29/7/14

Adán y Eva habían cruzado hace tiempo la línea que separa el sobrepeso de la obesidad. Ella no hacía más que comer chocolate y darle al hombre mientras veían la tele, además de las tartas alemanas de almendra que compraban por Internet y que les traían todos los jueves a casa en una furgoneta de FedEx. No tenían necesidad de practicar el sexo porque hallaban más placer deslizando sus dedos por las columnas de cifras de sus extractos bancarios libres de impuestos. Vivían en una casa muy grande a orillas de un lago. Su único vecino era un antiguo campeón del mundo de fórmula 1, que ahora tenía la piel muy estirada y parecía siempre que le costaba andar por culpa de esos pantalones tan estrechos. Todos los meses visitaban la clínica del Doctor Widmer para el tratamiento. Los dos tumbados en aquellas camillas frente al bosque, mientras la máquina bombeaba en su sangre la solución de oro hidrogenado con extractos de placenta humana que, según él, les acercaría a la inmortalidad.

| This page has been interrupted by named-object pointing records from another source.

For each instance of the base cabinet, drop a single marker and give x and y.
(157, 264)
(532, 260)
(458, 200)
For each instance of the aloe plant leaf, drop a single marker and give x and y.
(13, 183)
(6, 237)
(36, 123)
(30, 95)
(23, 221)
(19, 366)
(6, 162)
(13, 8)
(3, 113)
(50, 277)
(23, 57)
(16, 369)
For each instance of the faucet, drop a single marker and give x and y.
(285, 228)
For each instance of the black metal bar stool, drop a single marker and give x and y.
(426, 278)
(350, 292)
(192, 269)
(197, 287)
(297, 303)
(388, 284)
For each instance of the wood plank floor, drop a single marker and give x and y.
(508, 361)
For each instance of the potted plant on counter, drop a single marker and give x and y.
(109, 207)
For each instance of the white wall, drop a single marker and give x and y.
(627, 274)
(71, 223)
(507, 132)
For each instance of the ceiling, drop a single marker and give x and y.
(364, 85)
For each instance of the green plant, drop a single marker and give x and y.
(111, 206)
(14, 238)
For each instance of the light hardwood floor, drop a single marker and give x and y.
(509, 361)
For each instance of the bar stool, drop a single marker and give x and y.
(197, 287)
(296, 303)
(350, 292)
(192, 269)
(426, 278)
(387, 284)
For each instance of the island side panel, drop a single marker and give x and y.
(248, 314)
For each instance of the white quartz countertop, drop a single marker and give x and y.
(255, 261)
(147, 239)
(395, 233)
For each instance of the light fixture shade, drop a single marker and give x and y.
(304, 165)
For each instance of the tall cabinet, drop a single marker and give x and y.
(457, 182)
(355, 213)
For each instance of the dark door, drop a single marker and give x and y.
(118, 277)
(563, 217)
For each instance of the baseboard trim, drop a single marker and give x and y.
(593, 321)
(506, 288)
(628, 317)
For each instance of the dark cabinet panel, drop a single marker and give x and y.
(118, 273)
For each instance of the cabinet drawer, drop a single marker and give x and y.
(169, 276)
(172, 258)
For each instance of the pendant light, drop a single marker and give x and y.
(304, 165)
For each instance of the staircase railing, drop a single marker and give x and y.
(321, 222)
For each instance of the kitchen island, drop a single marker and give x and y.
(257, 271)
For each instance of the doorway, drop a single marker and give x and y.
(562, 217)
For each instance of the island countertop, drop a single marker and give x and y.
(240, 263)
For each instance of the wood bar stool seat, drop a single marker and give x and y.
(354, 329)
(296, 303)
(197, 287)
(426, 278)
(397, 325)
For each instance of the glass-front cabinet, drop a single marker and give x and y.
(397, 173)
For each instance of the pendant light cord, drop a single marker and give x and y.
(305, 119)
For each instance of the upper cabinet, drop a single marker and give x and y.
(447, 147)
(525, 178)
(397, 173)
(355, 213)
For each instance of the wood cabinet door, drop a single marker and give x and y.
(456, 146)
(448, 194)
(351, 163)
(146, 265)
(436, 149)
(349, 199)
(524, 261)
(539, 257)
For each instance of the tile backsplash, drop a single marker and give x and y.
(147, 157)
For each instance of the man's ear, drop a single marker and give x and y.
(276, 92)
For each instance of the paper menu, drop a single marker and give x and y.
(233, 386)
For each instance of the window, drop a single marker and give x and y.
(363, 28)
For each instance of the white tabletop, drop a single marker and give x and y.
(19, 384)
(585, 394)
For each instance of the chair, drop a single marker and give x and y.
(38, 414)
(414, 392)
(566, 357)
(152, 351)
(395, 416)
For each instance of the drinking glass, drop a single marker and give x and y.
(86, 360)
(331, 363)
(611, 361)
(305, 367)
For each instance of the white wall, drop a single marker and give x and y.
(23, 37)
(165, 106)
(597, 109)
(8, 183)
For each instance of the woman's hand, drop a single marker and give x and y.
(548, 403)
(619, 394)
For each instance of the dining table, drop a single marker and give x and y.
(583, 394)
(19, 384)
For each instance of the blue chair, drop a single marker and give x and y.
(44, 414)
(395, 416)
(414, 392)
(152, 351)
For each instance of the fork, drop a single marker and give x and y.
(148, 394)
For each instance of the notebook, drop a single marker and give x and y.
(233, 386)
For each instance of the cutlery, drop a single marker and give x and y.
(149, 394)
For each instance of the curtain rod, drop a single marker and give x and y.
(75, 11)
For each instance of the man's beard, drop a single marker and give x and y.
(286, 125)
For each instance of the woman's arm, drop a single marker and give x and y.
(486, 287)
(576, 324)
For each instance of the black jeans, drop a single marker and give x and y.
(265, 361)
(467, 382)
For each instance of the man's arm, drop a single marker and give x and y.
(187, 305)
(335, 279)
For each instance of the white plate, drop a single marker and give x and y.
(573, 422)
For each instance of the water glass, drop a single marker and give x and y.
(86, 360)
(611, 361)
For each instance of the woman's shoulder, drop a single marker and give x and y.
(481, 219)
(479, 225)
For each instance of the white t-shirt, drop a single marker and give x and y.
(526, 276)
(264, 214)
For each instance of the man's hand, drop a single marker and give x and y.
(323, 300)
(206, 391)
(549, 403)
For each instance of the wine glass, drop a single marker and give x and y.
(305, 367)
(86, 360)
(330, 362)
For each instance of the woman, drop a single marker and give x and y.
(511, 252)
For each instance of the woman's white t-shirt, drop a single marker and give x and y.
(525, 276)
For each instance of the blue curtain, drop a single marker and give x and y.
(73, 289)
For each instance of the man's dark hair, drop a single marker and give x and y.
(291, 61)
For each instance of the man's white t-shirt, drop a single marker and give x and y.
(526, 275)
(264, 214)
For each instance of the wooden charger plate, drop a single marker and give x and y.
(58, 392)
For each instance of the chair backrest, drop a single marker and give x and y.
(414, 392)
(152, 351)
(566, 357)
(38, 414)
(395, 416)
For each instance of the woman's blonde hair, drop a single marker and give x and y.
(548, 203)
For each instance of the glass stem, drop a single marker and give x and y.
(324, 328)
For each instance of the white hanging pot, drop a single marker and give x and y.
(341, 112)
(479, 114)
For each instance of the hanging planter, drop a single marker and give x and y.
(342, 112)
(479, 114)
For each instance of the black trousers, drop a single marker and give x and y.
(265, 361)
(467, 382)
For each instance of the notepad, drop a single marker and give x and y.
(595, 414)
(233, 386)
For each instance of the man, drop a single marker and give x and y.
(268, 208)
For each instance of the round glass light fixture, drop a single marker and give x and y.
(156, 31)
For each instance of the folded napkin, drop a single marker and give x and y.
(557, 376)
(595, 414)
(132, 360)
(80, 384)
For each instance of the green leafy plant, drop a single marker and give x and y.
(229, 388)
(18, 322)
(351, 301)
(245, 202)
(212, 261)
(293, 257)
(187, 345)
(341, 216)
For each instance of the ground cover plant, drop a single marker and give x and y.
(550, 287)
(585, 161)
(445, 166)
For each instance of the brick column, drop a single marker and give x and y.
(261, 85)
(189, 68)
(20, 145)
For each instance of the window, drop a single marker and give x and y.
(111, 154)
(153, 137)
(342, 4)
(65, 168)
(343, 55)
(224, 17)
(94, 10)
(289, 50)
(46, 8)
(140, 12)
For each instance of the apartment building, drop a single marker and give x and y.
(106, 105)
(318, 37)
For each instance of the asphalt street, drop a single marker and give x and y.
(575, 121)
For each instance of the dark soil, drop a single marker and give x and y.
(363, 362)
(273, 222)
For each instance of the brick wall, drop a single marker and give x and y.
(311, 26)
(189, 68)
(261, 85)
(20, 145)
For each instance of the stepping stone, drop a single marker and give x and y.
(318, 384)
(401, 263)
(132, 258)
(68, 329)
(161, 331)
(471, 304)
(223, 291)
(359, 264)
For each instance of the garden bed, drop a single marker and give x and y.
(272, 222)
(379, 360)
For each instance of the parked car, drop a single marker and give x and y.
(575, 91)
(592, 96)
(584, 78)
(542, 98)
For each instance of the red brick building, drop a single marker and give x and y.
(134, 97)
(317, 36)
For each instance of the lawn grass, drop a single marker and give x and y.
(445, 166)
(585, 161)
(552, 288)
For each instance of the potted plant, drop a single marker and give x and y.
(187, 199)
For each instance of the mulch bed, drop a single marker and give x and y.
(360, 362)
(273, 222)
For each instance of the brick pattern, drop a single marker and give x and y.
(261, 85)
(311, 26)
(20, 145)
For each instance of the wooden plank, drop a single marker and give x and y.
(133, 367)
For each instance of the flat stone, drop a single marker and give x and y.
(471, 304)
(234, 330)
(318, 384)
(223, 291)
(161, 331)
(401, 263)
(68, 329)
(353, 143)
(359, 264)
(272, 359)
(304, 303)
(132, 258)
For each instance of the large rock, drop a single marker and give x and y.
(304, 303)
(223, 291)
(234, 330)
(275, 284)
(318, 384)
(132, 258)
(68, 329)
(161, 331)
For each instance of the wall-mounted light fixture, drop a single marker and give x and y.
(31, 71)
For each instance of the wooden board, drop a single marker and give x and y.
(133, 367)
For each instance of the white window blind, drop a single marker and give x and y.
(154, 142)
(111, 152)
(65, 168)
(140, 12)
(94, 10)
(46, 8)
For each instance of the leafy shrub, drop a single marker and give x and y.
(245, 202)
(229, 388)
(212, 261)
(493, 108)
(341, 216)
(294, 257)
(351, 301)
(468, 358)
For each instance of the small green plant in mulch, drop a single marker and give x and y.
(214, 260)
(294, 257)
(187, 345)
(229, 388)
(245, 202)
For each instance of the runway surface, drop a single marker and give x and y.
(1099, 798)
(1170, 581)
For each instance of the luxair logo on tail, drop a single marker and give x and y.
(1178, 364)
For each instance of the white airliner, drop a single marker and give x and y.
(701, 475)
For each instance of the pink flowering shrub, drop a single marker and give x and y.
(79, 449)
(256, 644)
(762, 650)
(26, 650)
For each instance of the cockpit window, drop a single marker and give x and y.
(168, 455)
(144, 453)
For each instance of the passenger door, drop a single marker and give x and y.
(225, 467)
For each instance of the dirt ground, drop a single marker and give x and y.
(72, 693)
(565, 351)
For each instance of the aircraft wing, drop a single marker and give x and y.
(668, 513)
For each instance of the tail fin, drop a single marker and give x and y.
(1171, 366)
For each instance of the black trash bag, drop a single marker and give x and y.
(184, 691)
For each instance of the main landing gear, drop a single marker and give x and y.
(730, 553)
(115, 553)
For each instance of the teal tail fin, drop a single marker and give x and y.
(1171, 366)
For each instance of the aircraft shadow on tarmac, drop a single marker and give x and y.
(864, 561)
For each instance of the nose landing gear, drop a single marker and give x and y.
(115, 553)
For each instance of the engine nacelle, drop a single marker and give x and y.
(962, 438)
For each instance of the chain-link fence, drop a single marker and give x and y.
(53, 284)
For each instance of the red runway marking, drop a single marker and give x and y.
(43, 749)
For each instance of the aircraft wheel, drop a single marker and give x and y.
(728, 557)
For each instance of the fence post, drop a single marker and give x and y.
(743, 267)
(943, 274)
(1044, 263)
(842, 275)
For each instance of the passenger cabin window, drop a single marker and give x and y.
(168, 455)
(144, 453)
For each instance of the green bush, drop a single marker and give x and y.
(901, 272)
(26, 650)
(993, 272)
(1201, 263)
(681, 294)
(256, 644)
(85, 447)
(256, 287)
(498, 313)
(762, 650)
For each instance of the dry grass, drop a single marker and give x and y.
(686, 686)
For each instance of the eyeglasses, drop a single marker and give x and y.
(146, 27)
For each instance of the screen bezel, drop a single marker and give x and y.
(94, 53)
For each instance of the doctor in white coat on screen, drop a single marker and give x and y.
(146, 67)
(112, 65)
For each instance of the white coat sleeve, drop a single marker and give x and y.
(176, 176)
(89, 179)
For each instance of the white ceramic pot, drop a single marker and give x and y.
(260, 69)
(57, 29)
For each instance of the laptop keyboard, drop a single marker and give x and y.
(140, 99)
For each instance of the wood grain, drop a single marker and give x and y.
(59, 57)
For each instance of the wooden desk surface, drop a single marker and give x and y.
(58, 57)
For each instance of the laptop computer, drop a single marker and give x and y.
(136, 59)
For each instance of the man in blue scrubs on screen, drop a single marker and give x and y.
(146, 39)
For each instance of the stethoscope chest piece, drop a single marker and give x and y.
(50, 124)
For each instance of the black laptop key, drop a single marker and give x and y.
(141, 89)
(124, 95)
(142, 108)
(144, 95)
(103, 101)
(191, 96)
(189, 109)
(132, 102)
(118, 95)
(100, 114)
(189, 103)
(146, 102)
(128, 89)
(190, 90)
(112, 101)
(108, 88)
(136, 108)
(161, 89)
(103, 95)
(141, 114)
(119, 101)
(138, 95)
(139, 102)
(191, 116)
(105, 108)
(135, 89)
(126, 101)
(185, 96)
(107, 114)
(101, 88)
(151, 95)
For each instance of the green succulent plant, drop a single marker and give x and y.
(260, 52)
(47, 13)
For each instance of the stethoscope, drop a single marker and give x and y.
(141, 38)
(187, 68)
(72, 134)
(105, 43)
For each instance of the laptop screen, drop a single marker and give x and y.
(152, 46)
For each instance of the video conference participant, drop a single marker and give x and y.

Muchas noches, sentados frente a la gran pantalla de plasma del salón, masticaban sus onzas de chocolate con la tristeza del que sabe que Dios no existe o que, de ser así, jamás perdería su tiempo en localizar a dos cincuentones en un mapa y presentarse allí para decirles: fuera de aquí ahora mismo. Pero era una sensación con la que se podía seguir viviendo, nada más que esa extraña nostalgia de Dios que sienten las personas obesas que comen demasiado chocolate.